Binge-eating disorder o disturbo da alimentazione incontrollata
Oggi parliamo di binge-eating
disorder (BED), un disturbo del comportamento alimentare , meno conosciuto
rispetto ai più famosi anoressia e bulimia, infatti è stato classificato solo di recente.
“Binge-eating” è il
termine inglese che in Italia è stato
tradotto in “disturbo da alimentazione
incontrollata”.
Nel manuale diagnostico e statistico dei disturbi
mentali DSM-5 (2013) viene così inquadrato:
Ø
Il BED si caratterizza per ricorrenti episodi di abbuffate.
Cosa sono le abbuffate?

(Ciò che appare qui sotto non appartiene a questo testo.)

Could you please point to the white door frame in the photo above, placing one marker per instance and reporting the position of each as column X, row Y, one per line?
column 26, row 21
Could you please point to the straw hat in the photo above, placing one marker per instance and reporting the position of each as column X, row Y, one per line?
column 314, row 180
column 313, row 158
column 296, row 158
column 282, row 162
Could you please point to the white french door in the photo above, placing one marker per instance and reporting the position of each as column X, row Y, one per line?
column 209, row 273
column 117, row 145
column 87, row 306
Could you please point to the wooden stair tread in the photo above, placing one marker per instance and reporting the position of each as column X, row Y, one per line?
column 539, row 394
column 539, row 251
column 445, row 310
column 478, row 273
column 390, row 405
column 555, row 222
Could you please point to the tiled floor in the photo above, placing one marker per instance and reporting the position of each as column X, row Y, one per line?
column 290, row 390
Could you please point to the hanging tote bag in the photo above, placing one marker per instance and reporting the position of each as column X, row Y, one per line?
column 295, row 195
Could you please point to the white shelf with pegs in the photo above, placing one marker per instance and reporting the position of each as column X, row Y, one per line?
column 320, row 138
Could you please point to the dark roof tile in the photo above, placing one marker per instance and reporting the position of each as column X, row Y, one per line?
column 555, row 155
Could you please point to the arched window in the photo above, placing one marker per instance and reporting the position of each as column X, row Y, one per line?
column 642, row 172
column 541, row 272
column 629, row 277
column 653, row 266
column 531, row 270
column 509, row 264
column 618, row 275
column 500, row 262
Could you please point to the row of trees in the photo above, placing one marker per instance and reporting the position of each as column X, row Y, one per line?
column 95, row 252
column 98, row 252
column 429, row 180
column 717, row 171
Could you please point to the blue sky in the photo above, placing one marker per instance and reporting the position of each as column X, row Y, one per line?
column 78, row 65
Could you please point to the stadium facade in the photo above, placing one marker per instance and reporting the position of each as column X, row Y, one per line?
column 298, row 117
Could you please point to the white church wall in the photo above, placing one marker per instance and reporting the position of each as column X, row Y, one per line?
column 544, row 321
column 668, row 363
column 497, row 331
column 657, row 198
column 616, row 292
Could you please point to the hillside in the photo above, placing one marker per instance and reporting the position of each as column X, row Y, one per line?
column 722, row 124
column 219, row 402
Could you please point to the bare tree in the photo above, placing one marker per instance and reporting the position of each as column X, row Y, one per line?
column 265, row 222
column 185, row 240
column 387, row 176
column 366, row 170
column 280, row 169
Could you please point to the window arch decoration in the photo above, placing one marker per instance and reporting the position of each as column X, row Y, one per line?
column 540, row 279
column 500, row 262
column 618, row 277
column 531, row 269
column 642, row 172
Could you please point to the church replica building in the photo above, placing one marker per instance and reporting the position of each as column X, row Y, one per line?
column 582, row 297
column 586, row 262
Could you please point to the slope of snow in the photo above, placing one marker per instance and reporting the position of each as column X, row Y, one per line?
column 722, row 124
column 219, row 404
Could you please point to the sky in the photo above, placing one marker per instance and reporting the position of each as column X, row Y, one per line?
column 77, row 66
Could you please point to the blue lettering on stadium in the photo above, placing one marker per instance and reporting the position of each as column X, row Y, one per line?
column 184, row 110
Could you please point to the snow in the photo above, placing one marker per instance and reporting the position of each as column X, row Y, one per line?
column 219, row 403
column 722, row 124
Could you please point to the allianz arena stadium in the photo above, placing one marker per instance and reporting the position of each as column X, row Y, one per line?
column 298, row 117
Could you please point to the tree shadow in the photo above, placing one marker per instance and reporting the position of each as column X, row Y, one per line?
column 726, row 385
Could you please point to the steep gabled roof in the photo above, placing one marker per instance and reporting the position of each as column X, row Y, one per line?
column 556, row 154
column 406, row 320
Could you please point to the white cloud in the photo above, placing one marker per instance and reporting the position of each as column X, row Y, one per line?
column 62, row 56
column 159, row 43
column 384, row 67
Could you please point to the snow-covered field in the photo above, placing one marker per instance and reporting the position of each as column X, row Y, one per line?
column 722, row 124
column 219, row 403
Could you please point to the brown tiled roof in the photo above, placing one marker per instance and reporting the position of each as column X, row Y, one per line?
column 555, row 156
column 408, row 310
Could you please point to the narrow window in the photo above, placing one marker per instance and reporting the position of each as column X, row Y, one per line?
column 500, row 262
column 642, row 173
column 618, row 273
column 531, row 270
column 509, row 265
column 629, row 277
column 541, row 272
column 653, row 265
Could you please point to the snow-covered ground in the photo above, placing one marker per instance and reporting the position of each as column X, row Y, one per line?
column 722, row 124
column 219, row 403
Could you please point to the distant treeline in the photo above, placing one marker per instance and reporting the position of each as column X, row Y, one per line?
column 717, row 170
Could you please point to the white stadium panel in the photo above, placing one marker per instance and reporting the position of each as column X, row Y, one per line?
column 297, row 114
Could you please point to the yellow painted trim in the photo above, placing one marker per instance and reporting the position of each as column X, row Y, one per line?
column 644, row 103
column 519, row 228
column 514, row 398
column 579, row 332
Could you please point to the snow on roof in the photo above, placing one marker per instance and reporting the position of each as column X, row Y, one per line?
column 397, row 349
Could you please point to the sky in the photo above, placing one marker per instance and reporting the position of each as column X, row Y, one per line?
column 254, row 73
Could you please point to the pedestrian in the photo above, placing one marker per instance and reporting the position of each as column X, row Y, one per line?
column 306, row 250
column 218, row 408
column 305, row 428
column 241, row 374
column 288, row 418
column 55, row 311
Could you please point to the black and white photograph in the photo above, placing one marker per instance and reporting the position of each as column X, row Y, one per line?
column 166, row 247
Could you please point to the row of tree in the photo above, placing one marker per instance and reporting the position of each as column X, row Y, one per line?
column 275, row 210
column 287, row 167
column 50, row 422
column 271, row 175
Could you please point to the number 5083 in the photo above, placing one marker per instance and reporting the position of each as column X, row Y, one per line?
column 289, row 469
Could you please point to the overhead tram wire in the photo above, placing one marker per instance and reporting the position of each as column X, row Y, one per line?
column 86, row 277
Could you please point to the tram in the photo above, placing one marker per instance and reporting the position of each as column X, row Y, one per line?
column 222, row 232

L’abbuffata non è semplicemente
mangiare tanto, per definirsi abbuffata un comportamento deve rispettare
determinati criteri; in un periodo definito di tempo (per es., un
periodo di due ore) si mangia una
quantità di cibo significativamente maggiore di quella che la maggior parte
degli individui mangerebbe nello stesso tempo ed in circostanze simili.
Ø
Questo comportamento è associato alla sensazione
di perdere il controllo (per es., sensazione di non riuscire a smettere di
mangiare o a controllare cosa o quanto si sta mangiando).
Ø
Gli episodi di abbuffata sono associati a tre (o
più) dei seguenti aspetti: Mangiare molto più rapidamente del normale,fino a
sentirsi spiacevolmente pieni, ingurgitare grandi quantità di cibo anche se non
ci si sente fisicamente affamati,mangiare da soli a causa dell’imbarazzo per le
quantità di cibo assunte, sentirsi disgustati verso se stessi, depressi o assai
in colpa dopo l’episodio.
Ø
Le abbuffate si verificano in media, almeno una volta alla
settimana per 3 mesi.
Questo disturbo si differenzia dalla bulimia principalmente
per l’assenza di condotte compensatorie
come ricorrere al vomito, a lassativi o ad un’ eccessiva attività fisica per eliminare le calorie assunte. Dunque chi
soffre di binge-eating è spesso è sovrappeso o obeso (a differenza dei bulimici
che si mantengono normopeso).
I cibi ingeriti durante l’abbuffata sono, in genere, quelli
evitati nelle fasi di restrizione dietetica; cibi ad alta densità energetica, ricchi di
zuccheri e grassi, facili da ingerire e spesso di più basso costo.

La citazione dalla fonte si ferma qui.